En 1983 monopolicé la música de mi casa y solo se escucharon discos de García, para espanto de mi padre y de mi abuela Chola, que llamaba por teléfono desde la otra cuadra para que me hicieran bajar el volumen. Desde entonces y hasta que me fui de Mercedes, algunos años después, Charly sonó en todos los tocadiscos y pasacasetes de mi adolescencia.

(Es complicadísimo hacerle comprender esa música a alguien, hoy, tan lejos, tan a destiempo. Sigo poniendo discos de Serú Girán, de La Máquina, o de Charly solista y me provocan la misma fascinación de entonces; lo que cambia es el gesto de quienes me acompañan. Mi mujer y mi hija, por ejemplo. Catalanas. No le encuentran la dimensión a los acordes ni a las letras.)

Cuando ya fui un poco más grandecito y mis padres me empezaron a dejar ir solo a Buenos Aires, mis primas me conseguían entradas para algunos conciertos. Allí las pude ver en acción. Ellas estaban siempre del otro lado de las vallas, con los músicos, con carpetas, con cables y auriculares. Nunca supe exactamente qué eran, ni qué hacían. Pero en el círculo musical de entonces todo el mundo las llamaba “las López”. Y las querían mucho.

Gracias a ellas tuve entradas gratis, y maquetas con canciones antes de que salieran a la venta, y camisetas de giras oficiales, y sobre todo charlas intensas que le echaban leña crujiente al fuego de mi fanatismo por García. Una tarde llegué a casa de mis primas y había una señora tomando mate con ellas.

—Es Carmen —me dijo Maricel—, la mamá de Carlitos.

Y ahí estaba la madre de Charly García, hablando pestes de su hijo, mientras mis primas la consolaban y le daban facturitas y tortas negras. No recuerdo en qué año ocurrió esto, pero no fue mucho antes de que Maricel, una de mis primas, enfermara.

Seguían siendo los ochenta, pero ya muy avanzados; la sombra de Menem ya flotaba en el aire. Una tarde Laura me llamó por teléfono y me dijo que su hermana Maricel tenía una enfermedad muy grave y que solamente podía salvarla una operación en Norteamérica. Estaban empezando a juntar el dinero y necesitaban manos amigas. Fui a su casa, que estaba llena de gente.

Charly, y muchos otros músicos, habían organizado un recital en Palladium: toda la recaudación iría a la operación de Maricel. No cobraba nadie, ni los músicos, ni los sonidistas, ni el alquiler de la sala. Nadie. Nosotros estábamos ahí para llevar las gacetillas a las radios y a todas partes. Fue una semana intensa de hacer fotocopias y llamar por teléfono a dios y maría santísima.

Por supuesto, también estuvimos allí el 7 de julio de 1989 para disfrutar de uno de los conciertos más íntimos de finales de década, y el primero en el que Charly García y Luis Alberto Spinetta se subían a un escenario juntos. (Hay un disco, muy poco conocido, que documenta ese encuentro.) La recaudación alcanzó para el viaje y la operación y Maricel voló a Houston dos meses más tarde, ya cuando se acababa el tiempo. Esa operación le dio unos pocos años más de vida.
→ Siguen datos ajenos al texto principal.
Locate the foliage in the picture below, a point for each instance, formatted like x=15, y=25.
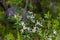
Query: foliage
x=37, y=27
Después llegaron los noventa, y todo se diluyó en el aire. La fuerza de la música de Charly siguió viva algunos discos más, pero hubo un punto en que ya no pude recitar de memoria el nombre de cada disco y en qué año había aparecido. Yo sabía decir de memoria año y nombre de todos los discos de Charly desde 1972. Pero en los noventa me perdí. Supongo que se llama crecer, o empezar a tener otras prioridades. O también que Charly ya no hizo, en los noventa ni tampoco después, ningún disco maravilloso.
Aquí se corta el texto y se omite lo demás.